Thursday, April 22, 2010
I've been away from Spark for about a month now. It was a pretty ugly month but that is in the past and there is no value in the self-pity party I could throw for myself here. Instead, I have been focusing for the last week on the idea of renewal -- in several aspects of my life.
Each weekend, my family goes to the house and works to inventory our personal belongings. It gets entered into a spreadsheet, pictures taken and then into the dumpster it goes. This has been a difficult process for each of us but for different reasons. For me, it is the sentimental items that have caused the most pain...my mother's dining table, the Waterford crystal that I worked so hard to buy in Ireland and get to the US in one piece, my son's first Xmas ornament. For my husband, it's his IT equipment that he worked for several years to configure and make work. For our son, it was all his toys and video games (somehow he doesn't miss his books which proves he is not really MY son). So we are each sad at different times but why?
These are just material possessions and do not define who we are. But rather they prove that we had truly accumulated a lot of stuff. Stuff that we hardly (if ever) used and we hung onto for some "reason". Even though I no longer have her table, my mother is still with me and I can finally get past my petty issues and see that. Would I like to have my son's xmas ornament back...yes I would...as I had it specially made with the date and his name engraved.
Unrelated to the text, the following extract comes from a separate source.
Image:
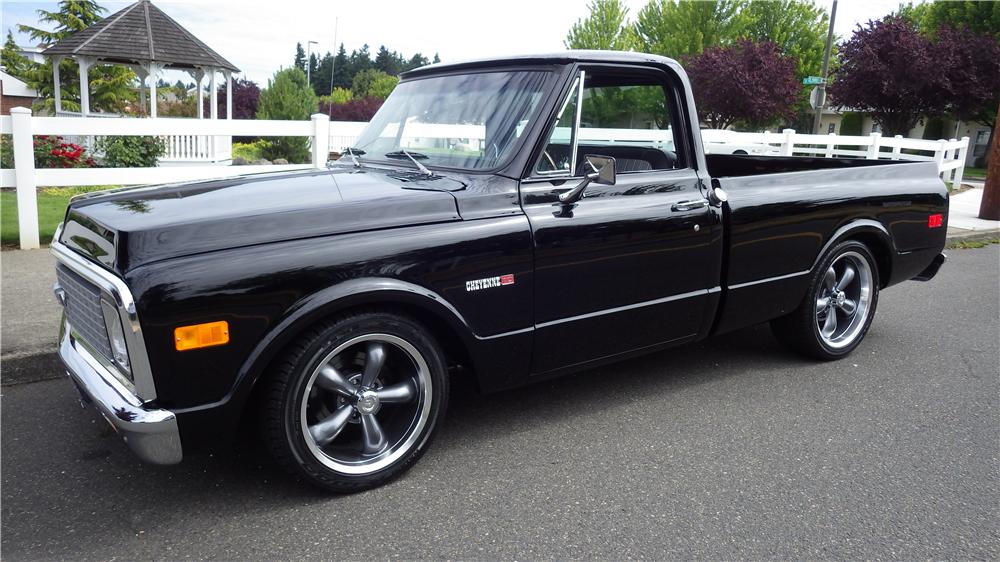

But I have him with me and after seeing the devastation to the basement that he was in by himself that day...I realize how truly lucky I am to have him with me today.
As part of the self-renewal process, we are looking to simplify our existence...none of us are in big hurry to acquire a lot of things and we are being more selective about what we bring into our home. Personally, I see that this event has the potential to knock me sideways and send me into a permanent spiral. I started down that spiral and self-medicated with lots of junk food and apathy.
Then I started to feel really crappy -- tired, listless, couldn't sleep. Hmmm...wonder why? Decided I was disgusted by what I was becoming...joined a gym last week and each night my son and I go for an hour to exercise. Amazing...I am sleeping like a log now. As for those extra pounds that crept back on...well I have given them their eviction notice as well. I will not say I am perfect or "on plan"...each day is an adventure right now...as home life is very stressful right now and work is equally so. But I am getting up each morning and doing my best to rebuild healthy habits. It truly beats the alternative.